El guarda alzó el arma. La familia de Ciudadanos que había ante John se apiñó, empujándose hacia adelante para alejarse del chico loco que podía hacer que los rociasen a todos. John se rindió, y siguió avanzando, con aire hosco, en la cola.
Los comentaristas de la Tri-V decían que los anonadadores eran inofensivos, pero John no tenía deseos de comprobarlo personalmente. La gente de la Tri-V decía muchas cosas. Decían que la mayor parte de los colonos eran voluntarios, y decían que los transportados eran tratados con dignidad por la Oficina de Redistribución.
Nadie les creía. Nadie creía nada de lo que decía el Gobierno. Nadie creía en la amistad entre las naciones que habían creado el CoDominio, o los datos electorales, o…
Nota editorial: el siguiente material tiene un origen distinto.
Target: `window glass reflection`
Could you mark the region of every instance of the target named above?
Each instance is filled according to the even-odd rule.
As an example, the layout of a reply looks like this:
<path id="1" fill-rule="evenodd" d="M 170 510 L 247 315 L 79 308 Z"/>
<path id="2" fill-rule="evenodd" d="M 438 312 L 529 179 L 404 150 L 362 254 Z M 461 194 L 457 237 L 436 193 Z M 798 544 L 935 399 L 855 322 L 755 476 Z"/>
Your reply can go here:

Llegó hasta la jaula de entrevistas. El convicto en libertad provisional de dentro vestía el mismo uniforme que los guardas, pero su mono tenía números serigrafiados en el pecho y la espalda: era un preso casi fiable. Había grandes claros entre los aguzados dientes del hombre y esos dientes mostraban manchas amarillentas cuando sonreía. Lo hacía a menudo, pero no había calor en su expresión.
—¿Qué es lo que tienes para mí? —preguntó el provisional—. Un chico vestido como tú puede permitirse pagar por lo que desee. ¿A dónde quieres ir, chico?
—Yo no soy un colono —insistió John. La ira creció en él. El provisional no era más que otro prisionero… ¿qué derecho tenía para hablarle así?—. ¡Exijo hablar con un Oficial del CoDominio!
—Eres uno de ésos, ¿eh? —la sonrisa del empleado se desvaneció—. Tanith para ti.
Apretó un botón y se abrió una puerta en el lado opuesto de la jaula.
—Fuera —espetó—. Antes de que llame a los guardas. Su dedo estaba colocado amenazadoramente sobre el pequeño tablero de mandos que había en su escritorio.
John sacó papeles de un bolsillo interior de su túnica.
Tengo un destino en la Armada del CoDominio —dijo—. Me han ordenado presentarme en la Base de Embarque de Cañaveral, para ser transportado a la Base Luna por una nave de la OfRed.
—¡En marcha…! ¿Eh? —el empleado se sobresaltó y reapareció su sonrisa—. Déjame ver eso.
Extendió una sucia mano.
—No. —John estaba ahora más seguro de sí mismo—. Se los enseñaré a cualquier miembro del CD, pero usted no les pondrá las manos encima. Y, ahora, llame a ese hombre.
Seguro —el presidiario no se movió—. Te costará diez créditos.